Ehrlich, a Stanford University professor, told CNN he was “pessimistic” that countries could solve predicted ecological disaster in part because of President Donald Trump pledging to leave the Paris climate accord.
The U.N. called for “lowering total consumption and waste, including by addressing both population growth and per capita consumption differently in different contexts” to limit ecological damage.
The U.N. report blamed “rapid population growth” and the development and pollution that entails for putting 1 million plant and animal species at risk of extinction.
“The other organisms of the planet are our life support system,” Ehrlich, a Stanford University professor, told CNN. “You don’t have to worry about them if you don’t care about eating, if you don’t care about breathing, if you don’t care about having fresh water and so on. Then you can just forget about it and die.”
Ehrlich’s writings came out as environmental concerns were beginning to become top priorities for western countries, including the U.S. and Europe. In general, Ehrlich is a leading predictor of mass starvation and collapse of nature because of rapid population growth.
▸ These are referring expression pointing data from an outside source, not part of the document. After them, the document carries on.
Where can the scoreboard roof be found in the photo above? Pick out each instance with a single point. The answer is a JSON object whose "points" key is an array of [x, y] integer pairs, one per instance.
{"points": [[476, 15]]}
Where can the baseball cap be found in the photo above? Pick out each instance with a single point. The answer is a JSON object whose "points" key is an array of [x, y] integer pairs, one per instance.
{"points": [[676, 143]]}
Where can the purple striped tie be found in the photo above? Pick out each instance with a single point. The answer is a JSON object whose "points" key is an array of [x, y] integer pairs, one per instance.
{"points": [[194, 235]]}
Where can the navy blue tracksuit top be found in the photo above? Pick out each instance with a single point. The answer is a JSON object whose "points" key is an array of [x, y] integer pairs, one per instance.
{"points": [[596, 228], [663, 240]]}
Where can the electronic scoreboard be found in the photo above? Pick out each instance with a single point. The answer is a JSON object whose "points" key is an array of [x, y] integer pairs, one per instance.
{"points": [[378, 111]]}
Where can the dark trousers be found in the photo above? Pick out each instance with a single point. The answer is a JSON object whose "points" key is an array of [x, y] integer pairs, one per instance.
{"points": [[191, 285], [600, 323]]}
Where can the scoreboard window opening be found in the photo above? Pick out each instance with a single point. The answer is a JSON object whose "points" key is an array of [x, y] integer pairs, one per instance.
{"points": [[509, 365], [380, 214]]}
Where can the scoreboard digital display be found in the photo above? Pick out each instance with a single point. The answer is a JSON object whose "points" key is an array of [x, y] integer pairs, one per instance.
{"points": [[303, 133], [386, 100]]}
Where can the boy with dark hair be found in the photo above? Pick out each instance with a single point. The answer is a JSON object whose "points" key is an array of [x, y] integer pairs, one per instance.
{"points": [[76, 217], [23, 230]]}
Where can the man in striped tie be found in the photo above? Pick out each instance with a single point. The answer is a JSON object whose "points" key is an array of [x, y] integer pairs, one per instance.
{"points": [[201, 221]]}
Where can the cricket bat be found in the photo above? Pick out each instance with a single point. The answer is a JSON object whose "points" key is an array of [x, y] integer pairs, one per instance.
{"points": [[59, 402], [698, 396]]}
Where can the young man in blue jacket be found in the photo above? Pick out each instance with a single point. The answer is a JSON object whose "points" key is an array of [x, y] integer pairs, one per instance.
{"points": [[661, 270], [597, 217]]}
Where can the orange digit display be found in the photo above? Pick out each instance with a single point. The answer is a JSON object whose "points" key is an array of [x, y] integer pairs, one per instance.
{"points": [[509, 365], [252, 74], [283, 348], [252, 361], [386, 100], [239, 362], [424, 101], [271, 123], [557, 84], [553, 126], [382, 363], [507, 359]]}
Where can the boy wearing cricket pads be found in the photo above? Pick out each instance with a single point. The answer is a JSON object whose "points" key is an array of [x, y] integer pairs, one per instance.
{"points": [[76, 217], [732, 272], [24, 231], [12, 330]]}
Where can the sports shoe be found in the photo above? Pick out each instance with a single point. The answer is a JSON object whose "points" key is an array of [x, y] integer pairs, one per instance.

Ehrlich’s 1968 book “The Population Bomb” called on the U.S. government to take “whatever steps are necessary to establish a reasonable population size.” His ideas included taxing children, mass sterilization and abortions to limit population growth.
John Holdren, President Barack Obama’s science czar, co-authored pieces with Ehrlich, warning the human population was growing too quickly for the planet to sustain. Lawmakers criticized Holdren during his confirmation for his past writings.
But the mass starvation and ecological collapse predicted by Ehrlich and others never came to pass. However, Ehrlich maintains his dire predictions are certain to happen in the coming decades.